In February 1999, the London Borough of Southwark approved supplementary planning guidance that identified a range of requirements for live/work developments in the area. Paragraph 4.2.2 of the SPG provided that “the workspace should be identified on submitted drawings and physically delineated from the residential element”.

An application for planning permission was lodged for the development of Bickels Yard in August 2000. Two plans were submitted at different times in respect of unit 8. Plan 304D clearly demarcated the working and living spaces of the premises. The working space was shaded as “B1 use”. Plan 304D was superseded by plan 404A, which showed the whole premises as shaded. The key defined the shaded area as “live work” space. Planning permission was granted in February 2001. The planning permission was said to be in accordance with the August 2000 application and drawings. The drawing included in respect of unit 8 was plan 404A.

The problem

The user covenant in clause 2.4 of the lease provided that the leaseholder was “not to use or permit the use of the demised premises or any part thereof otherwise than as a live/work unit in accordance with the terms and conditions set forth in the planning permission dated 23 February 2001…”

From October 2009 to October 2013, unit 8 was used exclusively by the Kane-Laveracks as a single dwellinghouse. The Kane-Laveracks also used unit 8 as a base for writing speeches, written submissions, triaging, phone consultations and consultancy services to a charity. In October 2013, they applied to Southwark Council for a certificate of lawful use of the premises as a single dwellinghouse residential flat. AHGR sued the respondents for breach of covenant on the basis that clause 2.4 of the lease required the Kane-Laveracks to live and work at unit 8. Further, AHGR argued that the grant of planning permission should be read in light of the SPG, which supported this interpretation of the phrase “live/work”. 

The respondents contended that clause 2.4 required them to live and/or work at unit 8 and the grant of planning permission should not be construed in light of the SPG.

The decisions below

At first instance and on appeal to the High Court, the phrase “live/work” in clause 2.4 of the lease was construed as meaning to live and/or work. 

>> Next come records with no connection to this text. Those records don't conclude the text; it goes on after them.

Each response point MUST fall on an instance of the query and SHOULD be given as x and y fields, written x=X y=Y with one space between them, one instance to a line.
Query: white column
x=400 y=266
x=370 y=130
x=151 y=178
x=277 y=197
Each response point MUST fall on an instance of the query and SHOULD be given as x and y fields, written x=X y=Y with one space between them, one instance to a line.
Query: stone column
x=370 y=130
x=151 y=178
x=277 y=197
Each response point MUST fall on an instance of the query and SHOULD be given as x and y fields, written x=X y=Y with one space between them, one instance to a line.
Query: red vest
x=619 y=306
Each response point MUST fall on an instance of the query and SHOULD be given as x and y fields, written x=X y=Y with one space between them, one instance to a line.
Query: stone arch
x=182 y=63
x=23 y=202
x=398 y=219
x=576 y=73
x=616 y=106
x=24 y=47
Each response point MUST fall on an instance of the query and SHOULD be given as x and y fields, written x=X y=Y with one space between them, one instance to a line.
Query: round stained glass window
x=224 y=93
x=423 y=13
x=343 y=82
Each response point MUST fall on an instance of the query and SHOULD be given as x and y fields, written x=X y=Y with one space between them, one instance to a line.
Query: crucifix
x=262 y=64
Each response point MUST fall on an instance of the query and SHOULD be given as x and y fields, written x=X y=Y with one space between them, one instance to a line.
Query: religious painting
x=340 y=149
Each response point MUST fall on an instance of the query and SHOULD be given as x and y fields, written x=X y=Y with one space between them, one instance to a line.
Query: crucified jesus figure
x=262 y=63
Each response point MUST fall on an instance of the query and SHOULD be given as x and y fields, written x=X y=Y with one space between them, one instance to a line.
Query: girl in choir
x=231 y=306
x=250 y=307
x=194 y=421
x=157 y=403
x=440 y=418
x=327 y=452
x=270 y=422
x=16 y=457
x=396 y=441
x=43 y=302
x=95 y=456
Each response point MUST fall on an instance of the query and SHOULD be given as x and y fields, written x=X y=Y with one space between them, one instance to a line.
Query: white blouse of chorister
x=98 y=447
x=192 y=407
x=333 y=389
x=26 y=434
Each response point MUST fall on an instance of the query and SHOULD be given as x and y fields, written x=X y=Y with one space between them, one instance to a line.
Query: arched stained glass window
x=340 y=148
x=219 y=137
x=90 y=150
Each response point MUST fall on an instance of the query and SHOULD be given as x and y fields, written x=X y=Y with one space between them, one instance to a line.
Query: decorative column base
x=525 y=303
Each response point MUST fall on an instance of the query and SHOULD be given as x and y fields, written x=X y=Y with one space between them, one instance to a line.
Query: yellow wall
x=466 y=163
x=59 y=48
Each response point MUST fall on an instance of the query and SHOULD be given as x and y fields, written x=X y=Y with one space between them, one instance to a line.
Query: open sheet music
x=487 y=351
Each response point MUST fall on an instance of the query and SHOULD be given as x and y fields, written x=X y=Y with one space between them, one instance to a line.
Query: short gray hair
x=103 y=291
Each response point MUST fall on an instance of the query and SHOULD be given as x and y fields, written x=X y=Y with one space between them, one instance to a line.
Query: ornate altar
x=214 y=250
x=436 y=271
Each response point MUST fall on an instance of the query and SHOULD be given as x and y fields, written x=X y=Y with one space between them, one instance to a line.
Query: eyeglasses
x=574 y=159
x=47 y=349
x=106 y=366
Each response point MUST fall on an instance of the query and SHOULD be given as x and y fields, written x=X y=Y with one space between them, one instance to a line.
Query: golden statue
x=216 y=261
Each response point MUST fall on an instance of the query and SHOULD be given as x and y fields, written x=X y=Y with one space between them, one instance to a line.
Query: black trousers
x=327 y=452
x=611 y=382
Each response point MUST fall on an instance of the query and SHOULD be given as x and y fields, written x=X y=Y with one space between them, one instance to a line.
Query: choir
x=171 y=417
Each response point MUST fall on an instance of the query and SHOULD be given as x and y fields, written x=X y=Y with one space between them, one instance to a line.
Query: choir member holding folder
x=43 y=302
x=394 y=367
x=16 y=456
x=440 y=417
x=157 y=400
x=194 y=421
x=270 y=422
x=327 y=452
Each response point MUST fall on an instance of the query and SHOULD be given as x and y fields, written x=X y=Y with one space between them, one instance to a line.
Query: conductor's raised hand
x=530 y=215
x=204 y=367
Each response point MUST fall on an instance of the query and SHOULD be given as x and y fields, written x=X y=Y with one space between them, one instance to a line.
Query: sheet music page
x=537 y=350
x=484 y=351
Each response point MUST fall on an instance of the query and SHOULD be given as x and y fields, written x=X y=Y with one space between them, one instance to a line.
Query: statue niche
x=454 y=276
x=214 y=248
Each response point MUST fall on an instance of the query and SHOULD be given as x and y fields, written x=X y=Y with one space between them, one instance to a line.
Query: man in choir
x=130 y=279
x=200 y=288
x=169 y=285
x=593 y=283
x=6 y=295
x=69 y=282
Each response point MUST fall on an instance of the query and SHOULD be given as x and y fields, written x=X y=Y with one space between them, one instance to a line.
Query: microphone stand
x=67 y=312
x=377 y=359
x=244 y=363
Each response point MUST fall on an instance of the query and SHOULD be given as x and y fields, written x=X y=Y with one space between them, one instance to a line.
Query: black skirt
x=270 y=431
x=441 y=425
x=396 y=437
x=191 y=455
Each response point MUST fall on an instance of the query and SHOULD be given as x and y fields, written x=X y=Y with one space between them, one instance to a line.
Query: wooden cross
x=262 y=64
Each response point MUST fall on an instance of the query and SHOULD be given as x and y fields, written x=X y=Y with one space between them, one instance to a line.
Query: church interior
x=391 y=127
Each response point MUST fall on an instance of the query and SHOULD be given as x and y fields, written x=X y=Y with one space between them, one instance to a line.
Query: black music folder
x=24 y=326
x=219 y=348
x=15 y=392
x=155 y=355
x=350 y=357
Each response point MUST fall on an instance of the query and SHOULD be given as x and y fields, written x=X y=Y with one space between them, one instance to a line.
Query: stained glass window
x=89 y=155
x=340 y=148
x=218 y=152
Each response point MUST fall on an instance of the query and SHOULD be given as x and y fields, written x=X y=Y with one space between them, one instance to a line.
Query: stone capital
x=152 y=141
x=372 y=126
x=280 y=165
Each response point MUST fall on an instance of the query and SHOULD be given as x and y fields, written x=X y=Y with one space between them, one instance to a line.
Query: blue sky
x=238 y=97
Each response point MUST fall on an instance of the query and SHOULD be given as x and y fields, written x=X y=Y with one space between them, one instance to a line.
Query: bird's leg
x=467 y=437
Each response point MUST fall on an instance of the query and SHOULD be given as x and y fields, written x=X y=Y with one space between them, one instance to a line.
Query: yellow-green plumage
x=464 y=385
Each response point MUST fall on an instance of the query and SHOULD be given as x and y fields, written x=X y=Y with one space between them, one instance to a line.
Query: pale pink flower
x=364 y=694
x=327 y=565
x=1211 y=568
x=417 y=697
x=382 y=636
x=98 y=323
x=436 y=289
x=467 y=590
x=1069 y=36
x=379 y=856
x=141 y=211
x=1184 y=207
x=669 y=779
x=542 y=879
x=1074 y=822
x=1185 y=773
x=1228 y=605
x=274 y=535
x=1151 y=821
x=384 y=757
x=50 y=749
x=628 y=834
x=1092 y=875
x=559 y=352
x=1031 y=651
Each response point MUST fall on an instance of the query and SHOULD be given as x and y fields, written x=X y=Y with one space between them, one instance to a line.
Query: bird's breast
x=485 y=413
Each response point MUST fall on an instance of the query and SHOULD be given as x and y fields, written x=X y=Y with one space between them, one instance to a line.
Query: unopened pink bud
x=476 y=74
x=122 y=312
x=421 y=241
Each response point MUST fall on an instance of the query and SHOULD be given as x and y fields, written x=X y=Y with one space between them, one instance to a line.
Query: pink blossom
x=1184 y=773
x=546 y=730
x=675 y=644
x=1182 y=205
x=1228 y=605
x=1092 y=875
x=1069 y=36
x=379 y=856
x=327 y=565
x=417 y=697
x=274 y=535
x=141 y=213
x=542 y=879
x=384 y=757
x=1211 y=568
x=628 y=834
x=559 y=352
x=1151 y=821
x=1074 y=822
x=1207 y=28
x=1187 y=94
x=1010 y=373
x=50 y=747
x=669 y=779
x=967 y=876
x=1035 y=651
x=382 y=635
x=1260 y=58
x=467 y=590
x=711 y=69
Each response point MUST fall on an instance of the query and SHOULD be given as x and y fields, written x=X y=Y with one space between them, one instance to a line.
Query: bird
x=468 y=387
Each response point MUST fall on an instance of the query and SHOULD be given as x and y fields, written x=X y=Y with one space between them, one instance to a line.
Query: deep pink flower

Both the county court and the High Court were unpersuaded that the grant of planning permission should be construed in light of the SPG. The SPG had neither been incorporated into nor referred to in the grant of planning permission. AHGR appealed.

The second appeal

The Court of Appeal had regard to the authorities relating to the interpretation of grants of planning permission. It emphasised that interpreting grants of planning permission was an objective exercise, based on what a reasonable reader would understand the words to mean. Planning permission was not personal to the applicant and was a public document on which third parties were entitled to rely. Accordingly, correspondence passing between parties would not be considered.

In upholding the decision of the High Court, the Court of Appeal found that the phrase “live/work” in clause 2.4 of the lease and the grant of planning permission should be construed as meaning to live and/or work. 

It was common ground between the parties that the use of the phrase in the lease was ambiguous. Further, plan 404A which formed part of the planning permission did not demarcate separate live and work areas for unit 8. This meant it would be for the leaseholders to determine where to live and where to work. Leaving such matters to the leaseholder pointed to a permissive approach to the phrase that could enable the leaseholder to choose to solely live at the premises if so desired.

Enforcement action and potential criminal proceedings could be taken against a leaseholder who was found to be in breach of planning permission. Accordingly, if it was intended that lawful use of the premises required it to be used for both living and working, one would expect that to be clearly expressed in the lease and grant of planning permission.

The Court of Appeal also agreed that a reasonable reader of the grant of planning permission would not have had regard to the SPG because it was neither incorporated nor referred to in the grant of planning permission.